The bank will also hope to further increase revenues from debt restructuring and equity advice, having recently closed its first private equity fund, with income from these activities increasing by 7% in the year to 31 March 2009. It will doubtless also expect bigger numbers from Asia following the opening of an office in Delhi in late 2009.
As for the challenges faced by a non-family CEO, research conducted by Andrew Keyt, Joe Astrachan and Tim Blumentritt at Loyola University Chicago's family business centre indicates that business acumen, a strong board and comfort with family dynamics and values are three of the most important factors in determining success.
Given Higgins' length of service (he has worked for the family since 1982 and has been in joint charge of the investment banking business for the last decade) we can assume that his professional and personal qualities have already been fully tested, while the board's willingness to appoint an outsider in the first place suggest the new CEO will not be lacking support at the highest level.
The board might take further encouragement from the conclusions of the study "Finance in Family Business" by the University of Navarra's Miguel Galla and Alvaro Vilaseca from the University of Montevideo, who found that family businesses with non-family CEOs achieved higher returns than those with family members in the lead role.
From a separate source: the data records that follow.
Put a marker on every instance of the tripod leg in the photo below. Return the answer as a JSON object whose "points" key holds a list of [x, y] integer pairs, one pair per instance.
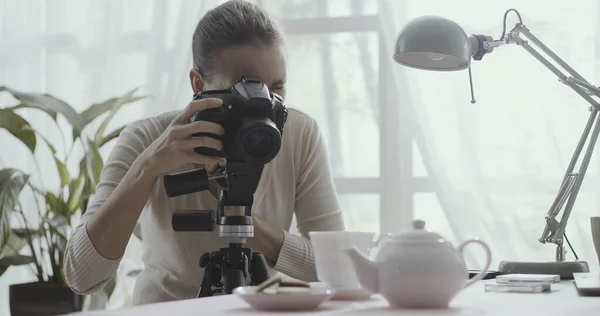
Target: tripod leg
{"points": [[233, 279], [259, 271], [212, 273]]}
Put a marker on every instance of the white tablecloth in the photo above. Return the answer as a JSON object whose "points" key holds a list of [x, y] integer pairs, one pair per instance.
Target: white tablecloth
{"points": [[562, 301]]}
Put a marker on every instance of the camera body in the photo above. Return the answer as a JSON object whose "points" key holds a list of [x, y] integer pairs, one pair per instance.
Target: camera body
{"points": [[253, 119]]}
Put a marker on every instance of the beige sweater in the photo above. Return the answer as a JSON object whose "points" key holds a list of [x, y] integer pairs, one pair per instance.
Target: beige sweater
{"points": [[298, 181]]}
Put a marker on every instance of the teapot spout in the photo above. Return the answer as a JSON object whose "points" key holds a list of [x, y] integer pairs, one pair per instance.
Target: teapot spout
{"points": [[367, 271]]}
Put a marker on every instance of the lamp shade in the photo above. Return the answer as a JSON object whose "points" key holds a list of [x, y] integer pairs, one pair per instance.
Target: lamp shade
{"points": [[433, 43]]}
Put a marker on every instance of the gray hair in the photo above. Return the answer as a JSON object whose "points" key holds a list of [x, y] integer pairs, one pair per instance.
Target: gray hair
{"points": [[235, 22]]}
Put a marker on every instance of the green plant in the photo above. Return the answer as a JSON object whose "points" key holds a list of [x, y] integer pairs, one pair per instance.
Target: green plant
{"points": [[40, 241]]}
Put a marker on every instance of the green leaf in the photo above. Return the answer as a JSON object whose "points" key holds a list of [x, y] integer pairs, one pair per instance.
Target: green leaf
{"points": [[137, 231], [94, 163], [49, 104], [96, 110], [23, 106], [59, 224], [13, 245], [125, 99], [75, 190], [14, 260], [12, 182], [52, 149], [112, 135], [62, 172], [18, 127], [109, 288], [52, 201]]}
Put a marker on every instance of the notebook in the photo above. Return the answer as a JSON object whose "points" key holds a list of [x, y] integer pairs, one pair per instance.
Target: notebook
{"points": [[587, 284]]}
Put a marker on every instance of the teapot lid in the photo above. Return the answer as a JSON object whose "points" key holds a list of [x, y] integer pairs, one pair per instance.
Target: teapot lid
{"points": [[418, 233]]}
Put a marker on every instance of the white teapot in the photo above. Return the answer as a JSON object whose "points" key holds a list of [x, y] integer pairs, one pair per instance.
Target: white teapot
{"points": [[416, 269]]}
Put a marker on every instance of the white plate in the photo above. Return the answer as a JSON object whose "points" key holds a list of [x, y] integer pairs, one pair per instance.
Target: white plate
{"points": [[285, 301]]}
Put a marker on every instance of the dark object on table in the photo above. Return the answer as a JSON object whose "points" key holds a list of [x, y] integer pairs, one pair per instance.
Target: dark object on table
{"points": [[41, 299], [489, 275], [565, 268]]}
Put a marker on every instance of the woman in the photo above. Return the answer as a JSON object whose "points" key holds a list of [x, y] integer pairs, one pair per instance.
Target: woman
{"points": [[234, 39]]}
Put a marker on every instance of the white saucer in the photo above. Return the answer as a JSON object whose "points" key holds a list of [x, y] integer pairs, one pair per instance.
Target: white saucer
{"points": [[346, 294], [301, 301], [352, 294]]}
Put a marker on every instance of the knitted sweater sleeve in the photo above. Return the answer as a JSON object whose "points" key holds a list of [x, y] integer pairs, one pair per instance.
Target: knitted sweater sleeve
{"points": [[85, 270], [316, 208]]}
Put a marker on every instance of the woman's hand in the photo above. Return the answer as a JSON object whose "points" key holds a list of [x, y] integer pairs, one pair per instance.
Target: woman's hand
{"points": [[175, 147]]}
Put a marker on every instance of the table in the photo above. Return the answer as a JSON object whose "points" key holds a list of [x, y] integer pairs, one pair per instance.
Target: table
{"points": [[473, 301]]}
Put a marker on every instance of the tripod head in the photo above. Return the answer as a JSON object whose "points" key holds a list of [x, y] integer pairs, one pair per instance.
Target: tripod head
{"points": [[236, 265], [237, 181]]}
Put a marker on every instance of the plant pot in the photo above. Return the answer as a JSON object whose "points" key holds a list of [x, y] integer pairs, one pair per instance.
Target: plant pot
{"points": [[37, 299]]}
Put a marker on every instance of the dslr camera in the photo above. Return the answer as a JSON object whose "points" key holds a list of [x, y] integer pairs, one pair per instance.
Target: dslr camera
{"points": [[253, 120]]}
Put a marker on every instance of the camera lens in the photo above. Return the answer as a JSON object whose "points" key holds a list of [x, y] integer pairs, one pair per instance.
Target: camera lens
{"points": [[258, 140]]}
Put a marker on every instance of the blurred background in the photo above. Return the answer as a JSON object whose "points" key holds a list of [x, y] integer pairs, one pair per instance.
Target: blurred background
{"points": [[403, 143]]}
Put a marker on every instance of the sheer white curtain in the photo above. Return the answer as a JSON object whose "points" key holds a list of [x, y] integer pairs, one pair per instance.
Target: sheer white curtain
{"points": [[495, 166]]}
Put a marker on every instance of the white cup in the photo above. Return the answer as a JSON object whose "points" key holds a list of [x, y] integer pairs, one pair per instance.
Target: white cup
{"points": [[333, 265]]}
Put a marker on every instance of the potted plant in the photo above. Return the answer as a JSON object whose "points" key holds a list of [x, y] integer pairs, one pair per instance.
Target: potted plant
{"points": [[39, 241]]}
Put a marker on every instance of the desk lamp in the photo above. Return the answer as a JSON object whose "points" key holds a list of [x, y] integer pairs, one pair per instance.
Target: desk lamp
{"points": [[438, 44]]}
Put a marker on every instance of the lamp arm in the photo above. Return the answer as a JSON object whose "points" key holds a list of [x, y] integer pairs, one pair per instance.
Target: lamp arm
{"points": [[569, 189]]}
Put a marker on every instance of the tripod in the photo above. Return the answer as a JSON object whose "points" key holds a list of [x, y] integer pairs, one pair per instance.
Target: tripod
{"points": [[229, 267]]}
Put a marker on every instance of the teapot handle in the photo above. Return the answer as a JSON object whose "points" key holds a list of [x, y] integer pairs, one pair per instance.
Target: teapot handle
{"points": [[488, 259]]}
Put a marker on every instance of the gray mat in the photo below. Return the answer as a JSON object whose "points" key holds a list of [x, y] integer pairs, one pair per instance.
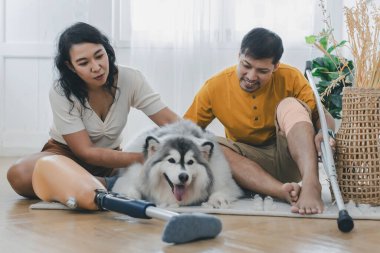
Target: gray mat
{"points": [[264, 207]]}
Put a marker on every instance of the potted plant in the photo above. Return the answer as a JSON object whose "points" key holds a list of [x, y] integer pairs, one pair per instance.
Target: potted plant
{"points": [[333, 71]]}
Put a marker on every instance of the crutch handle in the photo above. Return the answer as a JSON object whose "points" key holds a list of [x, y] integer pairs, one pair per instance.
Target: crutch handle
{"points": [[345, 222]]}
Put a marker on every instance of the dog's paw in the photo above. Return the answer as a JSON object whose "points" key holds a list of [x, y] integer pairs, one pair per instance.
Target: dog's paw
{"points": [[166, 205], [217, 200]]}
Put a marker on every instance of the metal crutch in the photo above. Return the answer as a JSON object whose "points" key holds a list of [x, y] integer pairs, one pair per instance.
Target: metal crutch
{"points": [[345, 222]]}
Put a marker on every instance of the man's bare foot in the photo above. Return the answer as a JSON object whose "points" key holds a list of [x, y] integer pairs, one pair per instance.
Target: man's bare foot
{"points": [[309, 200], [292, 192]]}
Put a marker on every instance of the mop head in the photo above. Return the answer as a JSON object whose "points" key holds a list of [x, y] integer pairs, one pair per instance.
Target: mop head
{"points": [[188, 227]]}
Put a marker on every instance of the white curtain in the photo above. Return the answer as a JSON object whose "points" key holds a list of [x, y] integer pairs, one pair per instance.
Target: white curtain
{"points": [[179, 44]]}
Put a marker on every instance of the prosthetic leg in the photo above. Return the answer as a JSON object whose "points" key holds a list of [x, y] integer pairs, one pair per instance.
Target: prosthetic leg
{"points": [[58, 178], [345, 222]]}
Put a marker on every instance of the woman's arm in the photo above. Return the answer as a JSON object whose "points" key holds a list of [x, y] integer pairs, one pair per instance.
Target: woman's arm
{"points": [[164, 116], [81, 145]]}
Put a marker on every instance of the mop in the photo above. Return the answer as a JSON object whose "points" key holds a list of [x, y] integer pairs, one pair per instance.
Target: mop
{"points": [[345, 222], [57, 178]]}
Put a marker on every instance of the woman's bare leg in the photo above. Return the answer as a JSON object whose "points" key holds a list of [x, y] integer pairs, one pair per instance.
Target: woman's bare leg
{"points": [[58, 178], [20, 174]]}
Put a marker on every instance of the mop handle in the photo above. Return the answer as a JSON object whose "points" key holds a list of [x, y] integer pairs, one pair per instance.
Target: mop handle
{"points": [[131, 207]]}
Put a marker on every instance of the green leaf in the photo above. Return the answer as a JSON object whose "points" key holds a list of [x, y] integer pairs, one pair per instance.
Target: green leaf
{"points": [[311, 39], [333, 47], [323, 40]]}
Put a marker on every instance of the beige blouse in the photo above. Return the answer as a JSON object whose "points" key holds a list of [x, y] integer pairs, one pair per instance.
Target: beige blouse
{"points": [[133, 91]]}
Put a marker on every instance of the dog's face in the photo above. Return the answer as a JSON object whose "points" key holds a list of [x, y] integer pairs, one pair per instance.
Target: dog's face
{"points": [[178, 168]]}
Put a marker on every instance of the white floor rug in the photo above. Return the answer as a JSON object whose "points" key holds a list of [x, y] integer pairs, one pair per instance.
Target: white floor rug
{"points": [[266, 207]]}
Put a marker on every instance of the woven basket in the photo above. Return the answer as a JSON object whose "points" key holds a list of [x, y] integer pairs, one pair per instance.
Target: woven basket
{"points": [[358, 146]]}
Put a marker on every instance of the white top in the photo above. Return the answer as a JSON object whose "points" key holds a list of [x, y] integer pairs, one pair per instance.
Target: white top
{"points": [[133, 90]]}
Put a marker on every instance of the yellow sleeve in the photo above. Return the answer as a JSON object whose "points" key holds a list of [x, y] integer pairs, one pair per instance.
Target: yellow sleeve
{"points": [[200, 110]]}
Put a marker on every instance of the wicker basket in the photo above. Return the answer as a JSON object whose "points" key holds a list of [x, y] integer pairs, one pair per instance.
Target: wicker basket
{"points": [[358, 146]]}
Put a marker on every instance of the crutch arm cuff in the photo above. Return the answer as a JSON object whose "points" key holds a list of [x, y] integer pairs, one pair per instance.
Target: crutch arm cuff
{"points": [[330, 132]]}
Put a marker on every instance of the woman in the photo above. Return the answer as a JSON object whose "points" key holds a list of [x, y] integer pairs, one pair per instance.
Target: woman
{"points": [[90, 103]]}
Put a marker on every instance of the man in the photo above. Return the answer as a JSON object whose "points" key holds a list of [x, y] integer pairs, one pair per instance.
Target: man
{"points": [[269, 113]]}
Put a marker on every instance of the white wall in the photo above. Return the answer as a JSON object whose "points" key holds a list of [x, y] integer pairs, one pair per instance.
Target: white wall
{"points": [[28, 30]]}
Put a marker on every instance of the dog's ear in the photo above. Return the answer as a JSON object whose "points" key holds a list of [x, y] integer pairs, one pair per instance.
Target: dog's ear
{"points": [[151, 145], [207, 148]]}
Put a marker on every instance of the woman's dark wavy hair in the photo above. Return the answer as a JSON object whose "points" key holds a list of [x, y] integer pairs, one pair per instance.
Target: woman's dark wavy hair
{"points": [[70, 82], [260, 43]]}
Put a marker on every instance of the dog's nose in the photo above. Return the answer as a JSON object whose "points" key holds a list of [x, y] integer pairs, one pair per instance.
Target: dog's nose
{"points": [[183, 177]]}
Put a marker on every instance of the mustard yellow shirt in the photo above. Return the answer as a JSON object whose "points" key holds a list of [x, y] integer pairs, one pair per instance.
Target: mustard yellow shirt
{"points": [[248, 117]]}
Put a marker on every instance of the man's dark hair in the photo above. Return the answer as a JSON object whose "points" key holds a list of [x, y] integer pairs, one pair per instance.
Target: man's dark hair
{"points": [[261, 43]]}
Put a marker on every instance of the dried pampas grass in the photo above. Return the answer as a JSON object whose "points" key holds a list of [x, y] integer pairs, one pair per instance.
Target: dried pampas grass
{"points": [[363, 28]]}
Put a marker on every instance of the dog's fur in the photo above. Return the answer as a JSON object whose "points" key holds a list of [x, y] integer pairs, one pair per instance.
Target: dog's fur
{"points": [[183, 166]]}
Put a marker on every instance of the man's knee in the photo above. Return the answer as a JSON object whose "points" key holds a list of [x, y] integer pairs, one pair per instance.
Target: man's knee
{"points": [[289, 112]]}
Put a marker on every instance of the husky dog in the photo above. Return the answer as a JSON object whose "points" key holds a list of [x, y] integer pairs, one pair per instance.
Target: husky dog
{"points": [[183, 166]]}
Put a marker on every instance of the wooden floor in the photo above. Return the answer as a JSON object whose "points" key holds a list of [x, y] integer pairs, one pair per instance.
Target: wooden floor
{"points": [[23, 230]]}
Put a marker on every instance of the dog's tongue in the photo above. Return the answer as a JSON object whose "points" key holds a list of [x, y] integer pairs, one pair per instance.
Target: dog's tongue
{"points": [[179, 191]]}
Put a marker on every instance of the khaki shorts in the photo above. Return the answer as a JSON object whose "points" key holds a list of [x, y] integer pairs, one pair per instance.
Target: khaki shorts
{"points": [[274, 158], [62, 149]]}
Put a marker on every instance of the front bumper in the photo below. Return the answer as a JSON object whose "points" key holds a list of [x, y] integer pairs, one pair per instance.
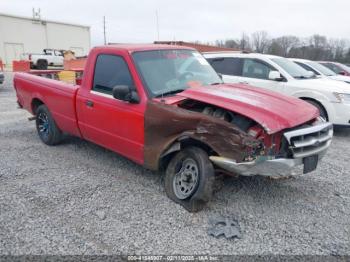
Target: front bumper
{"points": [[302, 142]]}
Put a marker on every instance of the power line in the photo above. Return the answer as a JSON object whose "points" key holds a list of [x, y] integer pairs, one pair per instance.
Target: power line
{"points": [[157, 21], [104, 30]]}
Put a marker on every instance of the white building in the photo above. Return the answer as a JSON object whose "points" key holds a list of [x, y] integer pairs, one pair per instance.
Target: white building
{"points": [[28, 35]]}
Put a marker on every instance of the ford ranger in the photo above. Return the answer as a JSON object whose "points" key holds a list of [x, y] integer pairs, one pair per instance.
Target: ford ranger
{"points": [[165, 108]]}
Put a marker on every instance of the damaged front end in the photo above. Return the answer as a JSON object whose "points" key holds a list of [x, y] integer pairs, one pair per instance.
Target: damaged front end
{"points": [[234, 143]]}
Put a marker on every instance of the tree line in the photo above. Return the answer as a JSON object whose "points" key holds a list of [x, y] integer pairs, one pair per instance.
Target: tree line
{"points": [[316, 47]]}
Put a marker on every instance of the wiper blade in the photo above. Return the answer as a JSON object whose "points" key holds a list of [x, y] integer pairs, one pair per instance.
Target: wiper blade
{"points": [[171, 92], [300, 77]]}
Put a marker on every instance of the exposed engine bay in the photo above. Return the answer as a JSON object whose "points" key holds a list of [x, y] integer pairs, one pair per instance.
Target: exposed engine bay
{"points": [[240, 121]]}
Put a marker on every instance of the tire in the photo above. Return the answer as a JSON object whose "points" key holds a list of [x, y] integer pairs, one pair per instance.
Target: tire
{"points": [[323, 112], [191, 164], [46, 127], [41, 64]]}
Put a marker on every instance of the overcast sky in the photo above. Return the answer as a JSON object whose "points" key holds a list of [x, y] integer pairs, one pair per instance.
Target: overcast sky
{"points": [[204, 20]]}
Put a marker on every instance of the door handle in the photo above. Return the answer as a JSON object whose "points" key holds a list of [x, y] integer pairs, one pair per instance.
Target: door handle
{"points": [[89, 103]]}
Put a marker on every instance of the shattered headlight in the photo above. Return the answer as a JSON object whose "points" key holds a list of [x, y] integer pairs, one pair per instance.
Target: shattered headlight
{"points": [[342, 98]]}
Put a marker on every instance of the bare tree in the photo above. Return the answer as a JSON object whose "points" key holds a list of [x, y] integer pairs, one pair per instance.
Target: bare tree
{"points": [[244, 42], [260, 41], [286, 43]]}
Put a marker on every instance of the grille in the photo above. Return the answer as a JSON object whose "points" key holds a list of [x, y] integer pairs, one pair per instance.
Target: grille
{"points": [[310, 141]]}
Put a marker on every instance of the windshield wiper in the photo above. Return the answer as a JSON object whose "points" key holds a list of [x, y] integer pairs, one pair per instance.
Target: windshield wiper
{"points": [[170, 92], [300, 77]]}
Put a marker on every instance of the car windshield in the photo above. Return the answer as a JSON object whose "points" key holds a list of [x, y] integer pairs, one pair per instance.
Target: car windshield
{"points": [[292, 68], [321, 68], [167, 72]]}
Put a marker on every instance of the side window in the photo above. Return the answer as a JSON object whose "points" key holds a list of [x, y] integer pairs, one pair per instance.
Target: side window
{"points": [[227, 66], [110, 71], [254, 68], [307, 68]]}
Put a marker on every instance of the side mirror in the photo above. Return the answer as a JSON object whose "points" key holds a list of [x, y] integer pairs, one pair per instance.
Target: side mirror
{"points": [[275, 76], [125, 93]]}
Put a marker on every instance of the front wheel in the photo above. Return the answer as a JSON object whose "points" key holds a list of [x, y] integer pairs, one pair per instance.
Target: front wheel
{"points": [[320, 108], [47, 129], [189, 179]]}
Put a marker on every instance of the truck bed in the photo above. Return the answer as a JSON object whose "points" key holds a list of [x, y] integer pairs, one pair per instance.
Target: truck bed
{"points": [[32, 90]]}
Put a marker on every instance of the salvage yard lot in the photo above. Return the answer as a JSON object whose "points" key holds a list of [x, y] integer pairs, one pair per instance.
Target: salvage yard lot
{"points": [[78, 198]]}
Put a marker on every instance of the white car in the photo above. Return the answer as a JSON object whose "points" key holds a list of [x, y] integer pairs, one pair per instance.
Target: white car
{"points": [[320, 70], [279, 74]]}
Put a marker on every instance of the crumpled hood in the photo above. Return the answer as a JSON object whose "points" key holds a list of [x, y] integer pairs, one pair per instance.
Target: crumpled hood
{"points": [[271, 110]]}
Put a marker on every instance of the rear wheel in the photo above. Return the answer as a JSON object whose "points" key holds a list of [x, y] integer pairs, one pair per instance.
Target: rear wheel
{"points": [[189, 179], [47, 129]]}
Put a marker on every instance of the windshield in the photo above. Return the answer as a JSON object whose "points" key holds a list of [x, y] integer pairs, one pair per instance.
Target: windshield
{"points": [[292, 68], [171, 71], [324, 70]]}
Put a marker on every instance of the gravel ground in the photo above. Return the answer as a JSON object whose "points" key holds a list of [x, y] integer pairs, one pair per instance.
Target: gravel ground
{"points": [[78, 198]]}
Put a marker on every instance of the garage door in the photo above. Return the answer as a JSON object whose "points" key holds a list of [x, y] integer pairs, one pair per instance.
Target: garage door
{"points": [[13, 51]]}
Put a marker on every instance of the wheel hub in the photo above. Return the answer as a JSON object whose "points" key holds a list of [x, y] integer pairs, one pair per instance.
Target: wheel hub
{"points": [[186, 180]]}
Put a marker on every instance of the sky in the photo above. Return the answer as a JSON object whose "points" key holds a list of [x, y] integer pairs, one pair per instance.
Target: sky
{"points": [[134, 21]]}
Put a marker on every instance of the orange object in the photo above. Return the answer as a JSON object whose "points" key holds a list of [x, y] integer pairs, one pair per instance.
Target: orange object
{"points": [[20, 66], [75, 64]]}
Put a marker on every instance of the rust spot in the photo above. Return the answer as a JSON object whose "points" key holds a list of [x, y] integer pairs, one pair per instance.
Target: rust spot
{"points": [[165, 124]]}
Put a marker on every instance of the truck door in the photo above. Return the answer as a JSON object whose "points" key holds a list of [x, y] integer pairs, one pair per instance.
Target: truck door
{"points": [[104, 120]]}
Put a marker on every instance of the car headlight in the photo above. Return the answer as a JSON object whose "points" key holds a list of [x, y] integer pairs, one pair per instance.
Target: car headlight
{"points": [[342, 98]]}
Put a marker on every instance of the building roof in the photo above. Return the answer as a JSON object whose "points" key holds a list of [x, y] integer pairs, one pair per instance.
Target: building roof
{"points": [[43, 20], [199, 47]]}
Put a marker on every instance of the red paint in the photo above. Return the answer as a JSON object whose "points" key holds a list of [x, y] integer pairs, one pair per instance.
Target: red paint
{"points": [[119, 126]]}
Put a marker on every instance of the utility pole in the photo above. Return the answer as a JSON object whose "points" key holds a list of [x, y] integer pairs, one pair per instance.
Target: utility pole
{"points": [[104, 30], [157, 21]]}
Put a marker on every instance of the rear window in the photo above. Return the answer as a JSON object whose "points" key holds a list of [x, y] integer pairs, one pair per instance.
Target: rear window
{"points": [[110, 71], [227, 65]]}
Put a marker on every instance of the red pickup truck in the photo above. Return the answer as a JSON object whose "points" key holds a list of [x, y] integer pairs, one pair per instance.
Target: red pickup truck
{"points": [[165, 108]]}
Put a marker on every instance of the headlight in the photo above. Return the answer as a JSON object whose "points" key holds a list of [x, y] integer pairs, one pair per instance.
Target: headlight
{"points": [[342, 98]]}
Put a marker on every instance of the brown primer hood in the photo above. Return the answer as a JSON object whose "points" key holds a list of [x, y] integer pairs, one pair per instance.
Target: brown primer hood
{"points": [[165, 124]]}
Management guru Peter Drucker believes in order for family businesses to survive, one top job should always be filled by an outsider, even if there are multiple, capable family members already in management roles. His theory is that family chiefs who are not of the highest calibre fail to command respect and eventually drive out capable non-family members.
The decision to appoint a non-family CEO also has the effect of consolidating a leading Rothchild's influence on the business, with David de Rothschild moving to the newly created role of executive chairman. This move would have found favour with Drucker, who once wrote that succession planning "is essential to ensure continuity, particularly if there are family members interested in and capable of managing the business" – and de Rothschild's two sons are already established members of the bank.
So while initially it may seem this move to a non-family head marks the beginning of the end for the Rothschild family leadership of the bank, it actually strengthens the company's corporate governance and paves the way for a talented and hardworking family member to regain the helm in the future.